The zoo was neatly arranged with good roads and paths. Meandering through the middle was a series of small lakes housing the waterfowl collection. More often than not this had huge numbers of visiting birds from the Tetney marshes just down the coast.

The paddocks were located around the zoo perimeter and only broken by the Pets corner, Lion enclosure and Dolphinarium. The Australian walk through safari was more of a zoo central paddock.

Cleethorpes Zoo and Marineland Dolphin Pool 1968

The above shows one of the pools used for Dolphins at Cleethorpes. There were two of these, both manufactured out of fibre glass. Usually the one pool would house dolphins and the other would contain Californian Sealions (which bred twice). Sometimes when the dolphins were not in residence their pool would house Grey and Common seals. The pools were far from satisfactory for holding any of these species.

All pools were located outside. There was no cover for zoo visitors watching shows.

Transport To The Zoo

Species Held By The Zoo

Cleethorpes Zoo and Marineland was part of the Associated Pleasure Parks group of zoos. As such the animals in the collection were part of a bigger 'plan'. Animals were moved around between zoos and could not be said to belong to any particular one.

Such moves may have been determined by the season of the year or at the whim of the zoo director based in Yorkshire. Dolphins and other species may move to one of the three regular 'winter' zoos in the center of Leeds, Glasgow or Newcastle. In some instances they may not return to the 'home' zoo but go to another collection. Other moves may be to offer something 'new' in one of the other collections. There was no breeding plan, no conservation or education. This was pure commercial zoo.

Some animals were just temporarily held and located at Cleethorpes and were never officially on show. These included 'Calypso' the Killer Whale and a couple of Beluga Whales. Other species exhibited included Hippopotamus, Black Rhinoceros, Giraffe, Dromedary and Bactrian Camels, Reindeer, Arabian Gazelle, Yak, Chimpanzees, Orangutans, Silver Leaf Monkeys, Patas Monkeys, Californian Sealions, Elephant Seal, Dingos,. There was also a well stocked range of waterfowl ponds, a tropical house and a reptile house.

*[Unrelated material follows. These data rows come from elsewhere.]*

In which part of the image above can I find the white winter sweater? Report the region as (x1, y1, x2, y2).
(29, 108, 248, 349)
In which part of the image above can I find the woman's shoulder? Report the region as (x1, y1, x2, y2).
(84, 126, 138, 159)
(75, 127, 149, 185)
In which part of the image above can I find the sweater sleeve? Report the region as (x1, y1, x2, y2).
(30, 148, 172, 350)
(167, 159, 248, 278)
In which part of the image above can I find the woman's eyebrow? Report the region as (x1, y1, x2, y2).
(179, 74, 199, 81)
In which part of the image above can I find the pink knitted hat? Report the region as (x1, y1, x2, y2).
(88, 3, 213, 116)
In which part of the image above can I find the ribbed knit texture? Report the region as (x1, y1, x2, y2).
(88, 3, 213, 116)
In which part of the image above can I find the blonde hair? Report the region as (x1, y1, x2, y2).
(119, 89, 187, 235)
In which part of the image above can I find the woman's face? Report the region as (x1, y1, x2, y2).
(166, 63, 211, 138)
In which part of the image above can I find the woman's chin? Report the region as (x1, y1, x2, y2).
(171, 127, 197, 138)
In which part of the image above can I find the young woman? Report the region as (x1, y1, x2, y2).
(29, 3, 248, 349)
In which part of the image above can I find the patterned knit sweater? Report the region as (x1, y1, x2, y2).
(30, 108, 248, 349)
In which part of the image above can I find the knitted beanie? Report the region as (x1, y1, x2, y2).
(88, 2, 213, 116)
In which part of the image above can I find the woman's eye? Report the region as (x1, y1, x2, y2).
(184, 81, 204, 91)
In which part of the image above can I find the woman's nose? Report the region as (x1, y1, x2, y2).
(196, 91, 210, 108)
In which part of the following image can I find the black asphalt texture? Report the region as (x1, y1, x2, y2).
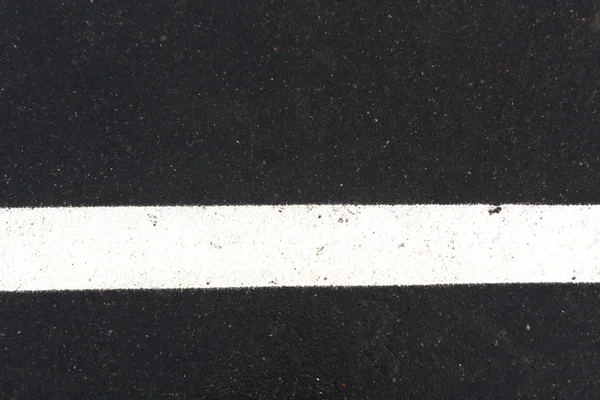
(2, 286, 600, 399)
(1, 0, 600, 206)
(2, 0, 600, 398)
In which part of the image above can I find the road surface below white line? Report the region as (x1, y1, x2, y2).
(1, 205, 599, 291)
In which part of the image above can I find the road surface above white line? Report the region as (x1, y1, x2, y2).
(1, 205, 599, 291)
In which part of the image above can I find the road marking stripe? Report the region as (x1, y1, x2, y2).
(1, 205, 599, 291)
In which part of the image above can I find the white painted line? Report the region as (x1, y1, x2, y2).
(1, 205, 599, 291)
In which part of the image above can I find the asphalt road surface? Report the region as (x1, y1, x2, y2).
(2, 0, 600, 398)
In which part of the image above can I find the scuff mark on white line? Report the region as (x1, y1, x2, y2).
(0, 204, 599, 291)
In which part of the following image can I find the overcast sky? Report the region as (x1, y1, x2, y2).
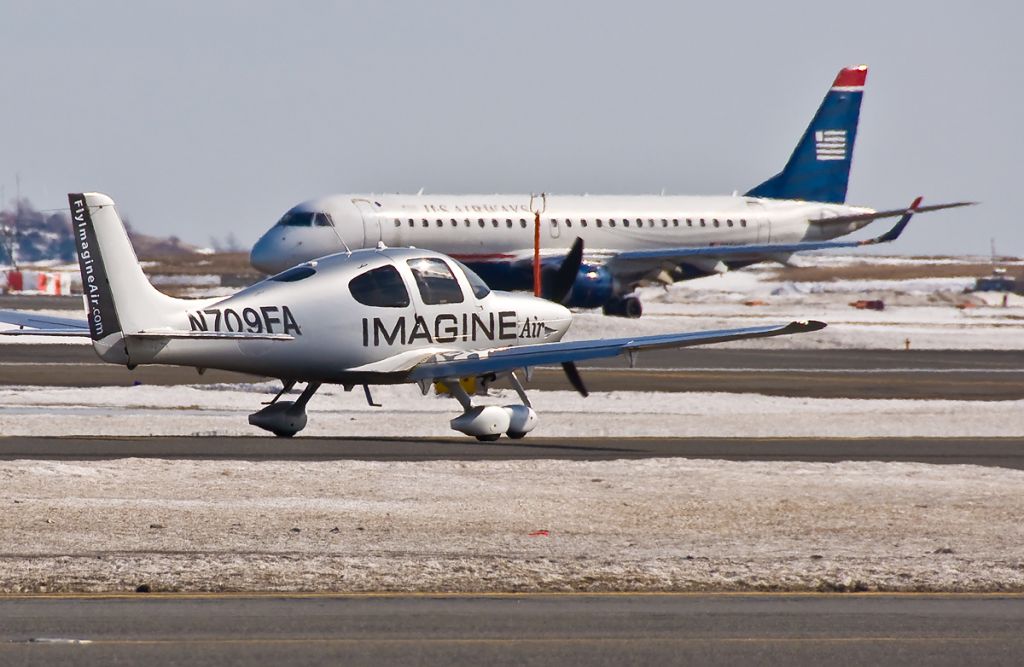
(1, 1, 1018, 255)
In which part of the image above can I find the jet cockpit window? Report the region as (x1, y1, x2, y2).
(348, 265, 410, 308)
(277, 211, 316, 227)
(276, 210, 332, 227)
(406, 258, 465, 305)
(453, 260, 491, 299)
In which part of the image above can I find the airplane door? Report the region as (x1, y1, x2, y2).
(352, 198, 381, 248)
(746, 201, 770, 243)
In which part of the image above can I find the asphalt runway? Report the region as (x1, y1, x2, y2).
(2, 594, 1022, 666)
(2, 435, 1022, 468)
(3, 344, 1022, 399)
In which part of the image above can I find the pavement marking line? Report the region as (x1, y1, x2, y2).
(535, 367, 1024, 374)
(4, 362, 1023, 374)
(4, 591, 1024, 601)
(3, 637, 1019, 647)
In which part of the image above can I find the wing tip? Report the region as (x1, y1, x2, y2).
(791, 320, 828, 333)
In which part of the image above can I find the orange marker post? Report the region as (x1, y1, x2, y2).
(533, 209, 542, 296)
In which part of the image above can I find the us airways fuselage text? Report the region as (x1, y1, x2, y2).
(188, 305, 301, 335)
(362, 310, 517, 347)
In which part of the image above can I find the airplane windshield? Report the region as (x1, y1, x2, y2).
(407, 258, 465, 305)
(276, 211, 333, 227)
(277, 211, 316, 227)
(453, 260, 491, 299)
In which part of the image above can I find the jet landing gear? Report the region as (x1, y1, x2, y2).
(603, 295, 643, 318)
(248, 381, 321, 437)
(444, 373, 538, 441)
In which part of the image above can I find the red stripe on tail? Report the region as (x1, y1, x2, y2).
(832, 65, 868, 88)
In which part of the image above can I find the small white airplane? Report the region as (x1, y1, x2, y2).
(1, 193, 824, 440)
(249, 65, 972, 317)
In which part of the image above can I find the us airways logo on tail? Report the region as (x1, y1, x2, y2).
(815, 130, 847, 161)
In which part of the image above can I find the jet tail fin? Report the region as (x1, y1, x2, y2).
(69, 192, 183, 363)
(745, 65, 867, 204)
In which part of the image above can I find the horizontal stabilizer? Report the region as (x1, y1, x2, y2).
(131, 330, 294, 341)
(0, 310, 89, 336)
(0, 311, 293, 341)
(609, 198, 975, 265)
(811, 200, 975, 229)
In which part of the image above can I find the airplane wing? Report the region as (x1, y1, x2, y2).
(0, 310, 90, 336)
(607, 198, 973, 267)
(406, 320, 824, 382)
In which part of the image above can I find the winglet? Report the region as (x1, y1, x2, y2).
(870, 196, 922, 244)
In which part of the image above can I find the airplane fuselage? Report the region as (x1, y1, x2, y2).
(250, 193, 876, 283)
(120, 246, 572, 383)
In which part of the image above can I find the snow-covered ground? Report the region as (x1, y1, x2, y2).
(5, 255, 1022, 348)
(2, 255, 1021, 593)
(565, 268, 1024, 350)
(2, 457, 1022, 593)
(1, 382, 1022, 438)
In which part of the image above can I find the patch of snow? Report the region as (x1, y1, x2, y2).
(1, 457, 1021, 592)
(0, 383, 1021, 438)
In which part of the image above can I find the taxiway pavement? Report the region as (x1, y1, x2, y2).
(2, 594, 1022, 666)
(3, 345, 1022, 399)
(1, 435, 1022, 468)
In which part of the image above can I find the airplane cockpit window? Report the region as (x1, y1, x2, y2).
(274, 211, 333, 227)
(349, 265, 411, 308)
(407, 258, 465, 305)
(277, 211, 316, 227)
(453, 260, 491, 299)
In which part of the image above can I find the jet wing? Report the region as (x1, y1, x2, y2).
(407, 320, 824, 381)
(607, 198, 973, 268)
(0, 310, 90, 336)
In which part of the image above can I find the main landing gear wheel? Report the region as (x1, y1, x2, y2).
(248, 381, 321, 438)
(475, 433, 501, 442)
(506, 431, 527, 440)
(602, 296, 643, 318)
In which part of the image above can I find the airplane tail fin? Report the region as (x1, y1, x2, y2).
(69, 192, 182, 363)
(745, 65, 867, 204)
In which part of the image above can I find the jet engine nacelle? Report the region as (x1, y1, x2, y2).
(564, 263, 615, 310)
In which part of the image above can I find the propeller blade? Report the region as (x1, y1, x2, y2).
(544, 237, 584, 304)
(561, 361, 589, 397)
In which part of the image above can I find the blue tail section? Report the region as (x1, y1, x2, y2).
(745, 65, 867, 204)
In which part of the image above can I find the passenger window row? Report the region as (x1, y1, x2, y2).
(392, 217, 749, 229)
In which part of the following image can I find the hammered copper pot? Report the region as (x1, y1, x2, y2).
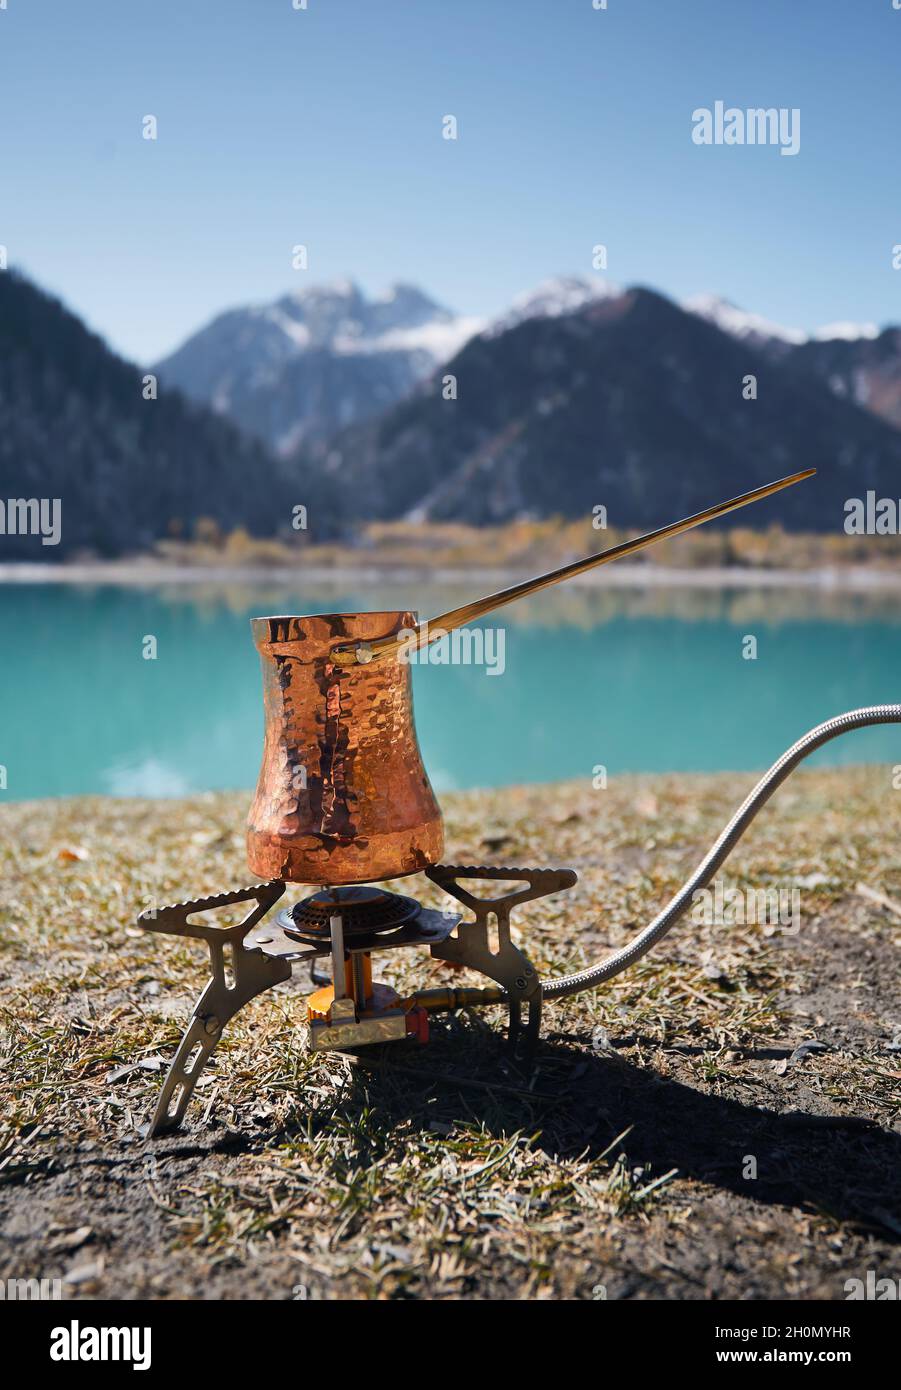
(246, 611, 443, 885)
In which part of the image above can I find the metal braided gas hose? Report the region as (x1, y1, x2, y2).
(530, 704, 901, 1002)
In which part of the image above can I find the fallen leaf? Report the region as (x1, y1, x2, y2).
(790, 1040, 829, 1063)
(63, 1259, 104, 1285)
(855, 882, 901, 920)
(48, 1226, 93, 1254)
(107, 1056, 168, 1083)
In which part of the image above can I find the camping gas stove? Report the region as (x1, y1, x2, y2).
(137, 470, 835, 1137)
(139, 864, 576, 1136)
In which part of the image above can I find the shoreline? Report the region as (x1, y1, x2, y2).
(2, 559, 901, 590)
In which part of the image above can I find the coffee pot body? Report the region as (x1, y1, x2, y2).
(246, 612, 443, 885)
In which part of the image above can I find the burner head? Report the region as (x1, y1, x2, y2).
(277, 885, 422, 946)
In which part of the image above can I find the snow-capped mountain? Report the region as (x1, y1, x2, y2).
(811, 321, 880, 342)
(155, 275, 629, 456)
(683, 293, 879, 350)
(8, 263, 901, 560)
(302, 285, 901, 533)
(155, 280, 483, 455)
(683, 294, 898, 427)
(487, 274, 621, 336)
(682, 293, 806, 348)
(156, 274, 901, 461)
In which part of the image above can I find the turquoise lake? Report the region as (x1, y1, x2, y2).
(2, 580, 901, 800)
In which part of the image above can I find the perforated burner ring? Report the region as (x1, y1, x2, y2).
(276, 885, 422, 947)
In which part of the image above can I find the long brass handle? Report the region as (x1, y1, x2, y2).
(332, 467, 815, 667)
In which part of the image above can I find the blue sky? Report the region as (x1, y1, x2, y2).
(1, 0, 899, 363)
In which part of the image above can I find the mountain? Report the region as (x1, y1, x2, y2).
(783, 329, 901, 433)
(684, 294, 901, 431)
(682, 294, 807, 352)
(684, 293, 880, 350)
(5, 268, 901, 560)
(160, 274, 901, 470)
(155, 280, 482, 455)
(299, 286, 901, 532)
(486, 274, 621, 336)
(0, 270, 318, 559)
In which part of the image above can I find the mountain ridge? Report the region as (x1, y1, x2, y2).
(158, 273, 901, 450)
(154, 278, 482, 455)
(293, 285, 901, 533)
(4, 268, 901, 561)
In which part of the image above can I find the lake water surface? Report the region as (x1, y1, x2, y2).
(2, 580, 901, 800)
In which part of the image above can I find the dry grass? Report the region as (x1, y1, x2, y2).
(155, 516, 901, 574)
(0, 769, 899, 1299)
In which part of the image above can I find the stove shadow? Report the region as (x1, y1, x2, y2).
(293, 1027, 900, 1241)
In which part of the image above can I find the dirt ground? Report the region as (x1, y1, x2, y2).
(1, 768, 899, 1300)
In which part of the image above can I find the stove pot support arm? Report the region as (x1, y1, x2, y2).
(139, 881, 289, 1136)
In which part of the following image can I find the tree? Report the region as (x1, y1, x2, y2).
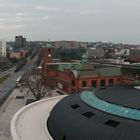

There were several elephants held too. There were two longer term Asian residents residing for more than a couple of years and a number of newly imported young animals held for just a few months.


Zoo Staff

Although the majority of the staff who were hired to work in Cleethorpes Zoo and Marineland were local there was a lot of staff movement. Primarily this was at the Curator level. Curators came from and to Flamingo Park Zoo, Dudley Zoo, Knaresborough Zoo, Stanley Zoo and others.

To a lesser degree the keeping staff moved also. These were more likely to be employees with experience in show presentation. For the most part the 'grass roots' staff in Cleethorpes Zoo and the other satelite zoos of the organisation were dedicated and caring animal people.

The End Of The Zoo

Cleethorpes Zoo and Marineland along with the other Associated Pleasure Parks collections passed through various company hands. It was at one time managed in part by the Cleethorpes council who carried out maintenance and gardening.

Irrational decisions to move certain species out of the zoo meant that the number of visitors dropped off also. The Giraffe went, then the Rhino followed closely by the Elephants. The breeding group of Red Kangaroos were to be replaced by Wallabies. The Humboldt Penguin enclosure it was thought would look better housing Mandarin Ducks....all males. The big cats were all moved out, as were the bears.

There was a name change too, to Cleethorpes Adventureland and Zoo.

All this led to a vicious circle which spelt out the inevitable end of the zoo.

After it was closed the site was briefly taken over by an entirely unrelated group who operated it as a circus type show. Even this folded, though more as a result of an argument between partners.